EGYPT: Universities reconsider borderline marks

Egyptian Minister of Higher Education Hani Hilal has announced the planned cancellation of a decades-old system that helps under-performing university students to pass year-end examinations. "The borderline mark system or what is known as 'mercy grades' is illegal and encourages students to be under-achievers," Hilal told academics at Beni Sueif University in southern Egypt earlier this month.

Hilal added that the Higher University Council, which charts policies for the country's academic institutions, is looking into the system to revoke it starting from next year.

"This system is an anomaly and contradicts the principle of equal opportunities," said Amr Salama, an ex-minister of higher education. "Having it in place has negatively affected the education system in Egypt. Cancelling it is a right step as students will become aware that marks they obtain in final exams are the result of their actual efforts and studies."

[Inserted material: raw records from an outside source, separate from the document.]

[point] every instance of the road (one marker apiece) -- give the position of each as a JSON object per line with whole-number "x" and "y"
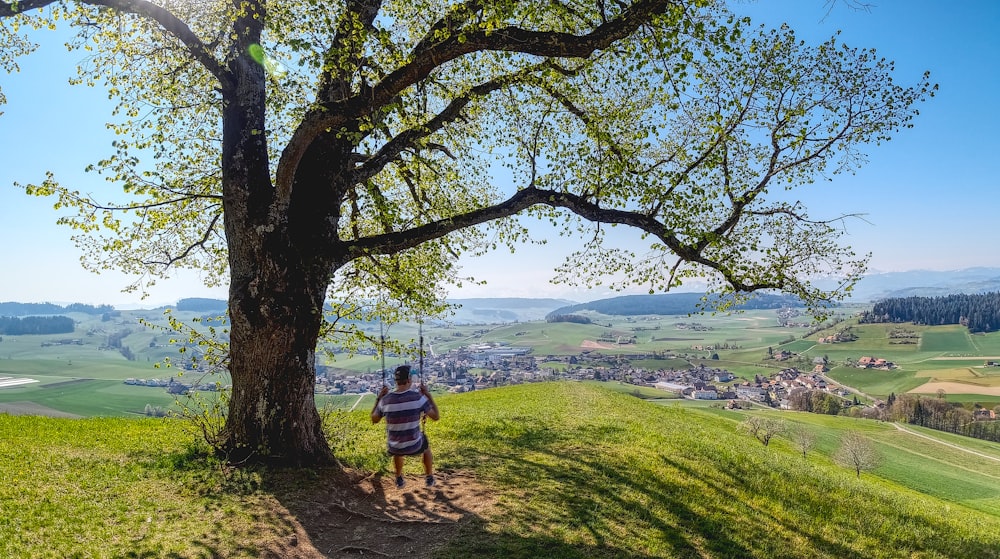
{"x": 939, "y": 441}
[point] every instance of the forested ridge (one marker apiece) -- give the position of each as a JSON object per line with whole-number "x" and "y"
{"x": 979, "y": 312}
{"x": 674, "y": 303}
{"x": 14, "y": 326}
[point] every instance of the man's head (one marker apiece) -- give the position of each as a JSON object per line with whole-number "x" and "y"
{"x": 402, "y": 374}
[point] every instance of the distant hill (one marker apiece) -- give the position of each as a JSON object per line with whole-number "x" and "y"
{"x": 198, "y": 304}
{"x": 670, "y": 303}
{"x": 926, "y": 283}
{"x": 504, "y": 309}
{"x": 11, "y": 308}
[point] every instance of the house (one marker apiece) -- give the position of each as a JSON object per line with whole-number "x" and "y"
{"x": 984, "y": 413}
{"x": 750, "y": 392}
{"x": 723, "y": 376}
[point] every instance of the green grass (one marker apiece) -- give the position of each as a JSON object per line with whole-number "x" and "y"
{"x": 578, "y": 472}
{"x": 950, "y": 340}
{"x": 586, "y": 473}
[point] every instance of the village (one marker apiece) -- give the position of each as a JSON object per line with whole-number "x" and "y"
{"x": 501, "y": 364}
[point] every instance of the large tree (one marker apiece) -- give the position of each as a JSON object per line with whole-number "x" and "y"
{"x": 350, "y": 151}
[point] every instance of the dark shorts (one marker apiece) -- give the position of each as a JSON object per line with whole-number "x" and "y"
{"x": 423, "y": 447}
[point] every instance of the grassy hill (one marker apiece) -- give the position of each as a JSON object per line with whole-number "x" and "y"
{"x": 576, "y": 470}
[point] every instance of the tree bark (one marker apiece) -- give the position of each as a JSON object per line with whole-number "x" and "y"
{"x": 272, "y": 413}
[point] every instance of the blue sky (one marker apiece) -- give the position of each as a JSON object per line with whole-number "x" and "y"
{"x": 930, "y": 196}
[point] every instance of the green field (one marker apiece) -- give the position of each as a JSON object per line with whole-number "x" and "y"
{"x": 949, "y": 340}
{"x": 573, "y": 471}
{"x": 741, "y": 342}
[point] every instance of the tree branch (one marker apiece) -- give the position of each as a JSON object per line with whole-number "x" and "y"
{"x": 175, "y": 27}
{"x": 431, "y": 54}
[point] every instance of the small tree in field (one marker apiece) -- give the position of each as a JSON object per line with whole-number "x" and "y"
{"x": 803, "y": 439}
{"x": 763, "y": 428}
{"x": 343, "y": 152}
{"x": 857, "y": 452}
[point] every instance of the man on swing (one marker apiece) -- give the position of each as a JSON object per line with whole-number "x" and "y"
{"x": 402, "y": 409}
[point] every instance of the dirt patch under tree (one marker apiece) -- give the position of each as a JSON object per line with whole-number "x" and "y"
{"x": 346, "y": 514}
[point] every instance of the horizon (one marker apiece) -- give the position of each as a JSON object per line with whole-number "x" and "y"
{"x": 151, "y": 305}
{"x": 922, "y": 200}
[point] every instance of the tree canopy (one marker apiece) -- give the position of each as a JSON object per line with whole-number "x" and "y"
{"x": 300, "y": 149}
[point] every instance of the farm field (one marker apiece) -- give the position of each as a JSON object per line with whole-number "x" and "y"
{"x": 931, "y": 359}
{"x": 953, "y": 468}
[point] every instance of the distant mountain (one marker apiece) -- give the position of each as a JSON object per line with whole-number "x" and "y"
{"x": 926, "y": 283}
{"x": 198, "y": 304}
{"x": 10, "y": 308}
{"x": 499, "y": 310}
{"x": 670, "y": 303}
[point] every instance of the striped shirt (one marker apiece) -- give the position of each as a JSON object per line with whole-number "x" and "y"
{"x": 402, "y": 412}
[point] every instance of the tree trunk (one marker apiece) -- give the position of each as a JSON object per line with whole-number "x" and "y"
{"x": 272, "y": 413}
{"x": 276, "y": 295}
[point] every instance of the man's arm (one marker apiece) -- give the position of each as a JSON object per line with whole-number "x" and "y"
{"x": 432, "y": 411}
{"x": 376, "y": 414}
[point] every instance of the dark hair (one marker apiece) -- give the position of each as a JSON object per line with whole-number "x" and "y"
{"x": 402, "y": 374}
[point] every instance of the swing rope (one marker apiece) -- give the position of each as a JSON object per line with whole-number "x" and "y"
{"x": 420, "y": 353}
{"x": 381, "y": 347}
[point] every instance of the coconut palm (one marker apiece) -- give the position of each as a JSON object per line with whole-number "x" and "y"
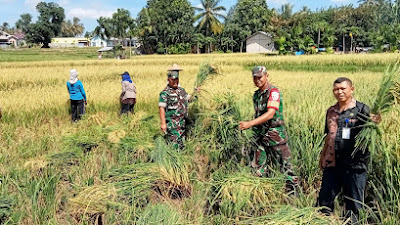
{"x": 208, "y": 17}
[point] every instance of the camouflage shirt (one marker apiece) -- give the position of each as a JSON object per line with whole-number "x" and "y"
{"x": 175, "y": 102}
{"x": 273, "y": 131}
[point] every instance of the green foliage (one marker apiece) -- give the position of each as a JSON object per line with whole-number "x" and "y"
{"x": 246, "y": 18}
{"x": 72, "y": 29}
{"x": 240, "y": 194}
{"x": 166, "y": 22}
{"x": 283, "y": 214}
{"x": 6, "y": 204}
{"x": 179, "y": 48}
{"x": 370, "y": 135}
{"x": 48, "y": 25}
{"x": 160, "y": 214}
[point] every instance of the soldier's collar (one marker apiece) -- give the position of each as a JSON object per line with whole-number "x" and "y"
{"x": 266, "y": 89}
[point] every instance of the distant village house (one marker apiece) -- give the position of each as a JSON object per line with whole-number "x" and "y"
{"x": 63, "y": 42}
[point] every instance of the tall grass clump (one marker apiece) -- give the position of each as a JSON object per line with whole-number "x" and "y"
{"x": 205, "y": 72}
{"x": 174, "y": 169}
{"x": 289, "y": 215}
{"x": 221, "y": 125}
{"x": 370, "y": 135}
{"x": 241, "y": 194}
{"x": 160, "y": 214}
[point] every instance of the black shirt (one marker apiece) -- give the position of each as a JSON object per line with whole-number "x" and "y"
{"x": 345, "y": 154}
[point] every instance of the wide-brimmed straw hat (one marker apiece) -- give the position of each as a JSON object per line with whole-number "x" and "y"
{"x": 175, "y": 67}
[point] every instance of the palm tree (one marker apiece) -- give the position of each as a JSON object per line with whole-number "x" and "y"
{"x": 209, "y": 15}
{"x": 286, "y": 11}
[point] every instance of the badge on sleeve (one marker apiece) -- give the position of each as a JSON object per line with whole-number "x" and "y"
{"x": 346, "y": 133}
{"x": 275, "y": 96}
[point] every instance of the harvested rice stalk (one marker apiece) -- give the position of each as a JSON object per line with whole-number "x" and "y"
{"x": 174, "y": 170}
{"x": 93, "y": 200}
{"x": 135, "y": 182}
{"x": 160, "y": 214}
{"x": 289, "y": 215}
{"x": 205, "y": 72}
{"x": 242, "y": 194}
{"x": 370, "y": 135}
{"x": 396, "y": 92}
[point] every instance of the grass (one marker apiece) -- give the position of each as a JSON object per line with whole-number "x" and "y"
{"x": 117, "y": 170}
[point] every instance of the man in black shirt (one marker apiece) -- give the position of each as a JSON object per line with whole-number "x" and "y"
{"x": 344, "y": 166}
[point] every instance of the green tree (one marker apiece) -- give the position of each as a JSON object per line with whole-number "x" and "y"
{"x": 246, "y": 18}
{"x": 48, "y": 25}
{"x": 208, "y": 16}
{"x": 104, "y": 27}
{"x": 72, "y": 29}
{"x": 171, "y": 24}
{"x": 23, "y": 23}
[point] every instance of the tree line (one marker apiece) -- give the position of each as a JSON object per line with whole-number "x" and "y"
{"x": 177, "y": 27}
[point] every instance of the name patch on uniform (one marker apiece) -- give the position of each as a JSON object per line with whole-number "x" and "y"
{"x": 346, "y": 133}
{"x": 273, "y": 100}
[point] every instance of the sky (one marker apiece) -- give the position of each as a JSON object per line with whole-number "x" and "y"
{"x": 90, "y": 10}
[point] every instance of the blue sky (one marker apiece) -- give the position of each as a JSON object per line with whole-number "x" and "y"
{"x": 89, "y": 10}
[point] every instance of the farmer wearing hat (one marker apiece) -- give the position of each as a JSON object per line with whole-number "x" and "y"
{"x": 128, "y": 94}
{"x": 77, "y": 95}
{"x": 173, "y": 107}
{"x": 344, "y": 167}
{"x": 269, "y": 127}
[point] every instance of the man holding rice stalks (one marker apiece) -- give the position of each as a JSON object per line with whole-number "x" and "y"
{"x": 344, "y": 167}
{"x": 77, "y": 96}
{"x": 173, "y": 108}
{"x": 269, "y": 128}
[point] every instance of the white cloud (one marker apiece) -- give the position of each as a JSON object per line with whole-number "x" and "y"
{"x": 7, "y": 1}
{"x": 339, "y": 1}
{"x": 277, "y": 2}
{"x": 32, "y": 3}
{"x": 63, "y": 3}
{"x": 89, "y": 13}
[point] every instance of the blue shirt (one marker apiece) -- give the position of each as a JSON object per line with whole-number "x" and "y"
{"x": 76, "y": 91}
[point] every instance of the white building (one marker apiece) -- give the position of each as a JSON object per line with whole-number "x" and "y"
{"x": 7, "y": 40}
{"x": 260, "y": 42}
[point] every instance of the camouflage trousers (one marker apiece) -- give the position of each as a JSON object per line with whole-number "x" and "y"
{"x": 267, "y": 159}
{"x": 175, "y": 137}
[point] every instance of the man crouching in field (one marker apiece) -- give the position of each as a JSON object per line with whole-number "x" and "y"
{"x": 173, "y": 109}
{"x": 269, "y": 127}
{"x": 344, "y": 167}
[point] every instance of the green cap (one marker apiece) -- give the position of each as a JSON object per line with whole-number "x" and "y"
{"x": 174, "y": 74}
{"x": 259, "y": 71}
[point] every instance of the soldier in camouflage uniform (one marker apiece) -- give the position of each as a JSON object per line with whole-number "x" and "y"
{"x": 173, "y": 106}
{"x": 269, "y": 128}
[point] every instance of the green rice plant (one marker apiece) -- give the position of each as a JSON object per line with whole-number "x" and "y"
{"x": 370, "y": 135}
{"x": 384, "y": 187}
{"x": 6, "y": 205}
{"x": 43, "y": 199}
{"x": 135, "y": 182}
{"x": 396, "y": 92}
{"x": 174, "y": 170}
{"x": 229, "y": 142}
{"x": 160, "y": 214}
{"x": 205, "y": 72}
{"x": 305, "y": 147}
{"x": 242, "y": 194}
{"x": 289, "y": 215}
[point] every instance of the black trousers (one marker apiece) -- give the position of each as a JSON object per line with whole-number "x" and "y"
{"x": 128, "y": 105}
{"x": 77, "y": 109}
{"x": 351, "y": 181}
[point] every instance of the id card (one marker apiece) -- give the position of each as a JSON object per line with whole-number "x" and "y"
{"x": 346, "y": 133}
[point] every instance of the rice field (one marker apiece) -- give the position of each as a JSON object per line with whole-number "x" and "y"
{"x": 108, "y": 169}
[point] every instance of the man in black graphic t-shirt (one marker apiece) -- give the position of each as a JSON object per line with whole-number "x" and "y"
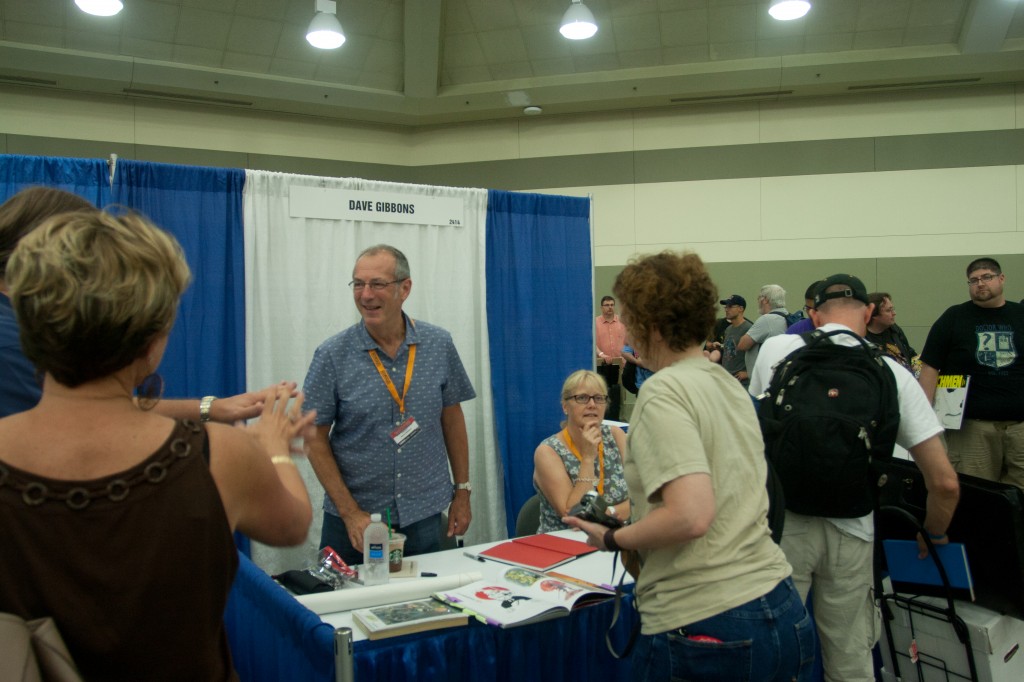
{"x": 982, "y": 338}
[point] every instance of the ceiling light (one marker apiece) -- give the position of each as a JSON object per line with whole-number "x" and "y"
{"x": 578, "y": 23}
{"x": 100, "y": 7}
{"x": 785, "y": 10}
{"x": 325, "y": 30}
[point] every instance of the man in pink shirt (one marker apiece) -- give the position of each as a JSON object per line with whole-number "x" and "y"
{"x": 609, "y": 333}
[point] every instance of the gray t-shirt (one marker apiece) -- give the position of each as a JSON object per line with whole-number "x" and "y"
{"x": 765, "y": 327}
{"x": 732, "y": 359}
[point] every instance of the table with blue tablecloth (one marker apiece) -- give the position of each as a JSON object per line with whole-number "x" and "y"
{"x": 275, "y": 638}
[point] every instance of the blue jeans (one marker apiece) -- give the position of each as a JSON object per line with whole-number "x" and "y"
{"x": 421, "y": 538}
{"x": 766, "y": 639}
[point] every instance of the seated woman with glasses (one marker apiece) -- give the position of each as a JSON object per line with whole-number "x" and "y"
{"x": 585, "y": 456}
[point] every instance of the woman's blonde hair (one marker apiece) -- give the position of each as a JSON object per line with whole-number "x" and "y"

Salama said had he stayed longer in his post as education minister he would have met with presidents of universities "to reach a collective decision to axe this unfair system".

Proponents of dropping the system say that regulations governing Egypt's 35 public and private universities include no explicit stipulations for offering support marks to under-performing students.

In 2000 the public Helwan University, south of Cairo, unilaterally decided to revoke the controversial system. But the move was challenged by students in court, where the decision was invalidated because it had been adopted by a single university.

"The Higher University Council should take a unanimous decision to drop this system and order this be applied to all universities in Egypt," said Salama, who once also served at Helwan University as vice-president.

To Sherif Omar, head of the parliamentary education committee, said the decision to cancel the system was positive but its timing was surprising.

"Egypt is preparing for parliamentary elections in November and such decisions are non-populist," he said.

"Still, I fully support this decision, because this system cannot be seen elsewhere worldwide. Logic dictates that when students take exams, they all are equal and the grades they finally score should reflect their performance," he argued. "Under-performers should not be given a helping a hand or dealt with on an equal footing with those who study hard."

For students, the plan to scrap the 'mercy grade' system came as a shock.

"This move will be unfair to students in view of the big number of subjects they have to study each semester," said Abdel Halim Khater, a third-year law student at Cairo University, Egypt's largest public university.

"There are many students whose personal circumstances do not allow them to perform well. So the mercy grades help them pass," he said. "The situation would be worse if this system is removed."

Hanan Mahmoud, a second-year student in Ain Shams University's faculty of arts, has mixed feelings. "In theory, cancelling this system may promote the principle of equal opportunity. Many students exploit this system to be lazy," she said.

"However, I hope before making the system a matter of the past, the exam-marking system will be made more efficient so as to leave no room for grave blunders in the correction process."